There are still clouds lurking in your peripheral vision, some seeming to promise more rain, others that are clearly not natural, but manmade and pinkish in color, holding God-only-knows-what. They used to call it acid rain, but now the toxins come in all different flavours, strengths and concentrations. One ominous cloud holds your attention because, although scalloped and beautiful, it is persistent, self-regenerating and relentlessly grey. What these billowing clouds are dropping is not rain, there are too many chemicals colliding, too many competing agents, the wrong kind of isotopes. Instead, these volcanic eruptions release a different kind of fury, tears of fire and beams of destruction that bloom and fan out across the land as they hit home, releasing a terrifyingly beautiful display of plumage and plunder.
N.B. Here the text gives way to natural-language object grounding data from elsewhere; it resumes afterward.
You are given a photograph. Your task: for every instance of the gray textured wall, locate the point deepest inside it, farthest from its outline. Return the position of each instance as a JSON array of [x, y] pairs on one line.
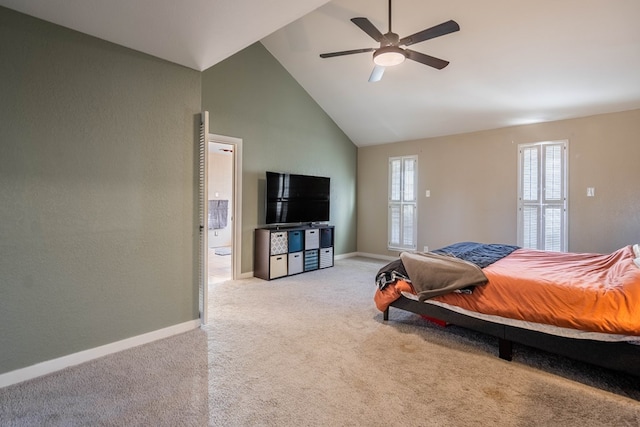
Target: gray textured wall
[[251, 96], [97, 192], [473, 182]]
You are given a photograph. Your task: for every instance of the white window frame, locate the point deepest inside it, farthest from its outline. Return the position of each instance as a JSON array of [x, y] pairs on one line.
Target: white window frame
[[403, 204], [551, 195]]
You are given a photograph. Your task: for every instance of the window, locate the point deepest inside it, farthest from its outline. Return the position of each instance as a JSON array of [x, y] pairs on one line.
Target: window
[[542, 196], [403, 209]]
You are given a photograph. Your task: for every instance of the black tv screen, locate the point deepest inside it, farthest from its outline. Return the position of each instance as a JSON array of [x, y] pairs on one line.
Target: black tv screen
[[295, 198]]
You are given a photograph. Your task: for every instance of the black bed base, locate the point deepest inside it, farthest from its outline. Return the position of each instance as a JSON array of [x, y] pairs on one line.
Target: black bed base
[[618, 356]]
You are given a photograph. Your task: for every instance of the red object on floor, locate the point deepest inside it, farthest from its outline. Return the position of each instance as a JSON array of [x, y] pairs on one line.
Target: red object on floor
[[434, 320]]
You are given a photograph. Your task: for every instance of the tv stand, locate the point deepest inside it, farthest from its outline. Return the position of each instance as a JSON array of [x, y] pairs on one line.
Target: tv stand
[[280, 251]]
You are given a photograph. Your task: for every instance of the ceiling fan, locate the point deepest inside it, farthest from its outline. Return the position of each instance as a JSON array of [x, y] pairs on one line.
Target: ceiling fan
[[390, 53]]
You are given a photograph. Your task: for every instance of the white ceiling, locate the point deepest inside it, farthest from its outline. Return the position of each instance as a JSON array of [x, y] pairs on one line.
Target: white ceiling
[[512, 62]]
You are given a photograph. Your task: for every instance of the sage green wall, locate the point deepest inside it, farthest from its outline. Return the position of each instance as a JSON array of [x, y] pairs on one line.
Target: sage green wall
[[97, 192], [473, 183], [251, 96]]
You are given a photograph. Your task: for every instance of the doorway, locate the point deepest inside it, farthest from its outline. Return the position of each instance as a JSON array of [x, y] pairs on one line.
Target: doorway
[[225, 225]]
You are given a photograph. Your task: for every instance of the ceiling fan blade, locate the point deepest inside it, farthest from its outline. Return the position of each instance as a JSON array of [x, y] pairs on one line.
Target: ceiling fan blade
[[430, 33], [426, 59], [366, 26], [345, 52], [376, 74]]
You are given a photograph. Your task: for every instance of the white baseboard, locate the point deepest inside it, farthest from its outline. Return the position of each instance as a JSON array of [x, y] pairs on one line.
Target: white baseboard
[[375, 256], [50, 366]]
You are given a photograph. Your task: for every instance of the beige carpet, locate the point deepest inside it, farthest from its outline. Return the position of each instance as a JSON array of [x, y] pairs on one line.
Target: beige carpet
[[312, 350]]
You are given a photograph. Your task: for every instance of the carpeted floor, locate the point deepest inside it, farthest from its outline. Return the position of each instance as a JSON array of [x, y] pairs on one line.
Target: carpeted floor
[[312, 350]]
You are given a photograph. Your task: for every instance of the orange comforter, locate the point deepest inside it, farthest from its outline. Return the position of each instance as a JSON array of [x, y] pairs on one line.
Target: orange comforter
[[589, 292]]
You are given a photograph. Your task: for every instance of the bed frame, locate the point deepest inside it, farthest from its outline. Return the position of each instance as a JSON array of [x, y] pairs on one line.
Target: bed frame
[[618, 356]]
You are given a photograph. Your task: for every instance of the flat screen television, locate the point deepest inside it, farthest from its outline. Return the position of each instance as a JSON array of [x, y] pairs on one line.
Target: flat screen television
[[292, 198]]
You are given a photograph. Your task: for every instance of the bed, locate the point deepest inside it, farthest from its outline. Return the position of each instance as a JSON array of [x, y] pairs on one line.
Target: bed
[[582, 306]]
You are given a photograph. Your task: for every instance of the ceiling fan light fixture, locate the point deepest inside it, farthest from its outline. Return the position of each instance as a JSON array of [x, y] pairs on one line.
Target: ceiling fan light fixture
[[388, 56]]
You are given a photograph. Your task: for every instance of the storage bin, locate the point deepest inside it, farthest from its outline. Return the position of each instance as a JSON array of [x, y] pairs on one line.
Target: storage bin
[[311, 260], [296, 240], [296, 263]]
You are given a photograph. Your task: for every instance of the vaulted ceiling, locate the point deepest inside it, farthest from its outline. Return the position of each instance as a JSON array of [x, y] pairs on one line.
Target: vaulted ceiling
[[511, 63]]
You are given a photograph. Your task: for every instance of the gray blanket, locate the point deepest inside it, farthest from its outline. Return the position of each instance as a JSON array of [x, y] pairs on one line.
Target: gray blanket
[[434, 274]]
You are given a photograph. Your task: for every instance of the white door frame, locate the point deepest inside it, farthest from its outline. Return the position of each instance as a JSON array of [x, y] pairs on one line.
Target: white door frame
[[236, 215], [236, 218]]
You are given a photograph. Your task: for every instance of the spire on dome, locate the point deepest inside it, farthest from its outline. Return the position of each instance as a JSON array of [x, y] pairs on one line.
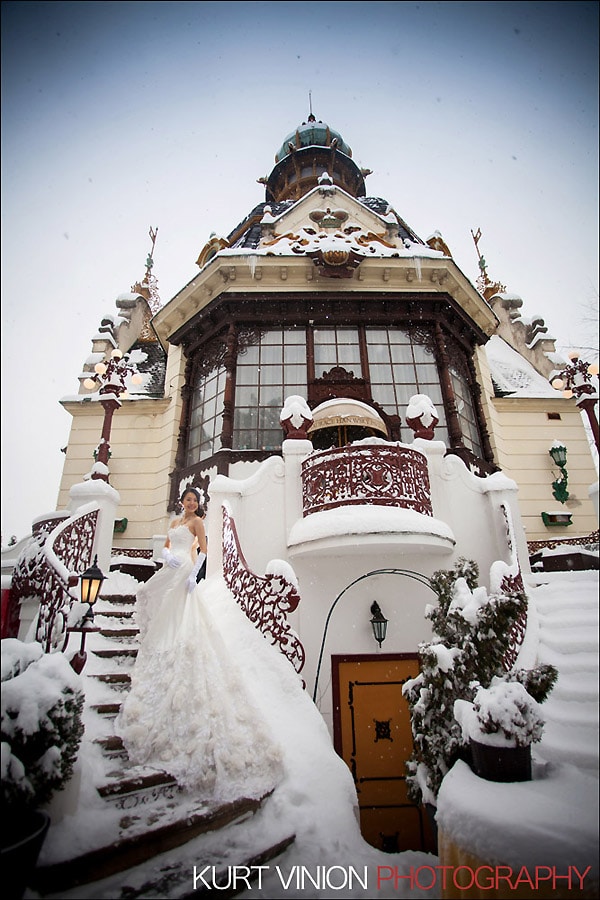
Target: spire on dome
[[148, 288], [306, 152]]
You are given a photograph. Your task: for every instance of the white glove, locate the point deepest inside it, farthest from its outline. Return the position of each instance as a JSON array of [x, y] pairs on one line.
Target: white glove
[[191, 582], [170, 558]]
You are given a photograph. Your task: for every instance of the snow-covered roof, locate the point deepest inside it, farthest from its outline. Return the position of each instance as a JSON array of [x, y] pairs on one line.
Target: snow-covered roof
[[512, 374]]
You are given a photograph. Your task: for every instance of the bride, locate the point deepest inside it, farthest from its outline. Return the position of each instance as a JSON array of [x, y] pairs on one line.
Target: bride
[[187, 712]]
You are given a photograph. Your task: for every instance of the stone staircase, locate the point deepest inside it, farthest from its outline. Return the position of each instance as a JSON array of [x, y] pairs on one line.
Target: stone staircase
[[154, 833], [568, 639]]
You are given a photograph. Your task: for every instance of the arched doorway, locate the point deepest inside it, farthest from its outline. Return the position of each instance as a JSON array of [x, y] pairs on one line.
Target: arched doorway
[[372, 734]]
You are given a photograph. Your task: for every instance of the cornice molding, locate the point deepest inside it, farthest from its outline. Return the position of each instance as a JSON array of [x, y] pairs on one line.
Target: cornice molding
[[258, 273]]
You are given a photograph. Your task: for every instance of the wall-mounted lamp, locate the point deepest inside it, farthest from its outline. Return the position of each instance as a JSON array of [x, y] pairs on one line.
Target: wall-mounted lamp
[[558, 452], [378, 623]]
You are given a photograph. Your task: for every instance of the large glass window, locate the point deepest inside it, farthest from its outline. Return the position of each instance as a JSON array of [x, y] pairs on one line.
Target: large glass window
[[206, 415], [337, 347], [399, 368], [268, 370], [466, 411]]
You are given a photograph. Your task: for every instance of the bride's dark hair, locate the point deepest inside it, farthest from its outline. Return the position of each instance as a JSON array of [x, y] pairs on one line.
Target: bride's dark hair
[[196, 493]]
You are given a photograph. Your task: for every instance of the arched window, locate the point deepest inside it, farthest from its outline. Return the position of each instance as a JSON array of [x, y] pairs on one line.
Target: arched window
[[206, 414], [270, 368]]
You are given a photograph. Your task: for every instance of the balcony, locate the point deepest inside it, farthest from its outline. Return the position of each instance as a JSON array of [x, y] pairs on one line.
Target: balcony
[[371, 474], [377, 490]]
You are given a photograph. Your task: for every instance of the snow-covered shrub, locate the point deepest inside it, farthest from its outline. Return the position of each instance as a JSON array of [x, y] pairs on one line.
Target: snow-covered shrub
[[472, 632], [507, 713], [41, 727]]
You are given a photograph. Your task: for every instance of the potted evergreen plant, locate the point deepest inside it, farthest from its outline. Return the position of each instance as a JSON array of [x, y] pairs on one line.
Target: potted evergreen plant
[[471, 636], [41, 705], [503, 721]]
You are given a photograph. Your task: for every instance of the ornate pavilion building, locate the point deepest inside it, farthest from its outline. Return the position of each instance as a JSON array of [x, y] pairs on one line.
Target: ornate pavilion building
[[350, 404], [327, 293]]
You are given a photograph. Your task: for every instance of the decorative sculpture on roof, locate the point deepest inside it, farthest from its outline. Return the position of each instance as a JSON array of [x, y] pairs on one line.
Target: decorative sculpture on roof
[[486, 287]]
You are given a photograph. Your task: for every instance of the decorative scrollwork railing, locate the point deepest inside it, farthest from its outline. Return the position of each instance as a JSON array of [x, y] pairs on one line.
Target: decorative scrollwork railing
[[265, 600], [47, 569], [384, 475]]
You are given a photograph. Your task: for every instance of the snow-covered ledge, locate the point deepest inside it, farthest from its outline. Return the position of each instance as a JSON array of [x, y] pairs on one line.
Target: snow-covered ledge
[[336, 530], [593, 495], [540, 834]]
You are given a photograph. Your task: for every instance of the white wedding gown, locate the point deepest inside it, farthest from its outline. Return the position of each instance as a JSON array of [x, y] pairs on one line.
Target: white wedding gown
[[187, 712]]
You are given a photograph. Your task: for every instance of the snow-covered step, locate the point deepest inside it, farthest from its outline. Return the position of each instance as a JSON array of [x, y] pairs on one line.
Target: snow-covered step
[[567, 614], [144, 835]]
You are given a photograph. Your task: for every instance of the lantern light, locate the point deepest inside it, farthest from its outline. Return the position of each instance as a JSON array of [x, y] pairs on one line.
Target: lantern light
[[378, 623], [91, 582]]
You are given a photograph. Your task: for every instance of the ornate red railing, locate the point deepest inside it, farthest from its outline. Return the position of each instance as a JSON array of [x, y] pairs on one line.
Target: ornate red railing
[[48, 569], [265, 600], [384, 475]]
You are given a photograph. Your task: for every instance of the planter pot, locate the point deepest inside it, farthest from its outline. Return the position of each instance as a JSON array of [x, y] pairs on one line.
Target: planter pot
[[19, 857], [501, 763]]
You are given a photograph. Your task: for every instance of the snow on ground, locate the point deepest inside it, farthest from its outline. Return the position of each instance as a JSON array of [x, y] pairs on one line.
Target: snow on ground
[[556, 813]]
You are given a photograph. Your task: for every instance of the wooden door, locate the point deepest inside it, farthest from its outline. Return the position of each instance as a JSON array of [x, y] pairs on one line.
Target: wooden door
[[372, 734]]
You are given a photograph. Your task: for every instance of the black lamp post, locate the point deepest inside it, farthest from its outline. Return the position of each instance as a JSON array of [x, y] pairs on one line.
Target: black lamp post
[[378, 623], [381, 622], [91, 582]]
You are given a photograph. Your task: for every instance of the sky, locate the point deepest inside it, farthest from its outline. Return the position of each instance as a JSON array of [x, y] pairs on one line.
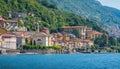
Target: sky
[[111, 3]]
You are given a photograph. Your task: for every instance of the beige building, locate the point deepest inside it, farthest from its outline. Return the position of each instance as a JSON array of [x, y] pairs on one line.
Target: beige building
[[42, 39], [81, 30], [8, 41]]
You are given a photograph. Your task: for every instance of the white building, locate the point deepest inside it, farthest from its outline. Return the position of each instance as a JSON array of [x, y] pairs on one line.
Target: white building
[[9, 41], [0, 40], [42, 39]]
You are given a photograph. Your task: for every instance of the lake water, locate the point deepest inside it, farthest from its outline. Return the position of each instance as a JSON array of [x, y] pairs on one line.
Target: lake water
[[60, 61]]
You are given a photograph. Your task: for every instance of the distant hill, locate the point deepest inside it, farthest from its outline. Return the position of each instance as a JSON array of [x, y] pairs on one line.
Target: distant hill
[[92, 9], [45, 11]]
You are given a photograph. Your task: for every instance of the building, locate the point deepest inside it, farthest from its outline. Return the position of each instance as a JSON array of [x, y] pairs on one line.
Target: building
[[8, 24], [93, 34], [41, 39], [81, 30], [0, 40], [9, 41]]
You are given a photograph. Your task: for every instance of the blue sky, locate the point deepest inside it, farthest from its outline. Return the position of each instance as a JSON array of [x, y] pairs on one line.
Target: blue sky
[[111, 3]]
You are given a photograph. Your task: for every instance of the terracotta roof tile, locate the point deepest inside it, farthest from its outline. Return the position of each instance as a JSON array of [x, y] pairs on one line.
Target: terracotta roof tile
[[7, 34]]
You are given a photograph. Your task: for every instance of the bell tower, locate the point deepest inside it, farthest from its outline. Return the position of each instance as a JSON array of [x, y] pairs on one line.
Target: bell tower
[[37, 29]]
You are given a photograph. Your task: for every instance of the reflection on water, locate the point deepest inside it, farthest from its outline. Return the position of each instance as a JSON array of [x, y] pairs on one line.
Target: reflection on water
[[60, 61]]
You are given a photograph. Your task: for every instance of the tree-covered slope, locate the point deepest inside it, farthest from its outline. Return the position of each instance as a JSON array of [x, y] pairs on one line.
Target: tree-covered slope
[[92, 9], [48, 13]]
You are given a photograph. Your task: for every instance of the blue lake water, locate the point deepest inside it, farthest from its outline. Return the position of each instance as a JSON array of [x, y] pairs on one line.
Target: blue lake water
[[60, 61]]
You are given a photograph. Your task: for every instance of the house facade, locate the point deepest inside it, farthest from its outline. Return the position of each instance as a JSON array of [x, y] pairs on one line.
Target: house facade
[[9, 41], [41, 39]]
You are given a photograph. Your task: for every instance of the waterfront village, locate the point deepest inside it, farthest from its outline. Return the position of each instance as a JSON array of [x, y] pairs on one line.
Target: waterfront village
[[14, 39]]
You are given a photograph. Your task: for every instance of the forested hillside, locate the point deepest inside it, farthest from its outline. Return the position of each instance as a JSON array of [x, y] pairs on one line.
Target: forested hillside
[[45, 11], [94, 10]]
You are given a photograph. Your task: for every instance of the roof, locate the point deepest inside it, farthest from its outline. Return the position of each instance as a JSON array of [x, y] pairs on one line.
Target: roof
[[8, 35], [97, 33], [73, 26], [22, 34], [41, 34], [1, 18]]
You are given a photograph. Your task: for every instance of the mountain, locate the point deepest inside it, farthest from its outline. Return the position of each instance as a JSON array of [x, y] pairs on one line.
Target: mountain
[[108, 17], [48, 13]]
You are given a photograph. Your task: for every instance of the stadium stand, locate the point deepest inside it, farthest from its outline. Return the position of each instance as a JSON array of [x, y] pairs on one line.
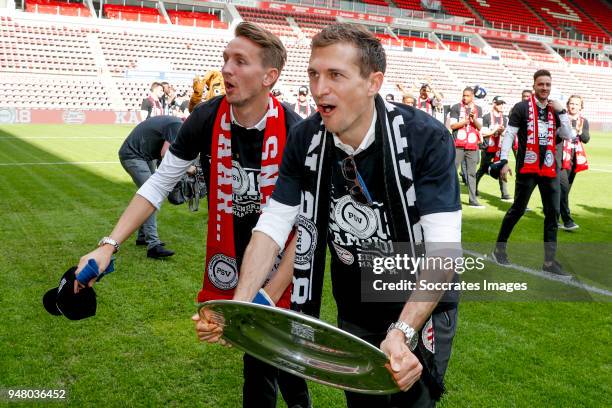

These new blots on the landscape co-exist with the trees still clinging on to life and other resilient fungal species from the before-times. Some of them you recognise, especially your favorites with the vibrant leaves, or those that shed the pollen that waters your eyes when the seasons change. There have been climactic changes beyond just the weather, not everything can survive the recent downpours as well as the upticks in temperature. You have helped to prop some of these plants up, keeping their chins up with sustenance and structure when they looked down in the mouth. You have had to keep your own frame from going south at times too, with just a little enhancement here, a few supplements and bodily aids there. You are still at the centre of it all, still more-or-less in control, somehow holding things together.

External forces have conspired against you, you reason with yourself. It was others who interfered with your proposed off-worlds, who wanted to retreat into their digital domains and didn’t pay enough attention to what was going on at surface level. There was no way of knowing that the machines you made to help build these new outposts would do more harm than good, maybe in the end they were just reflections of your own blinkered version of progress. After all, some trees have to fall to the forest floor to allow others to live in their roots and hollows. You were just mining what was there – no more, no less.

This is an original text written for the exhibition Otobong Nkanga: Cadence, which is on view at MoMA October 10, 2024–June 8, 2025.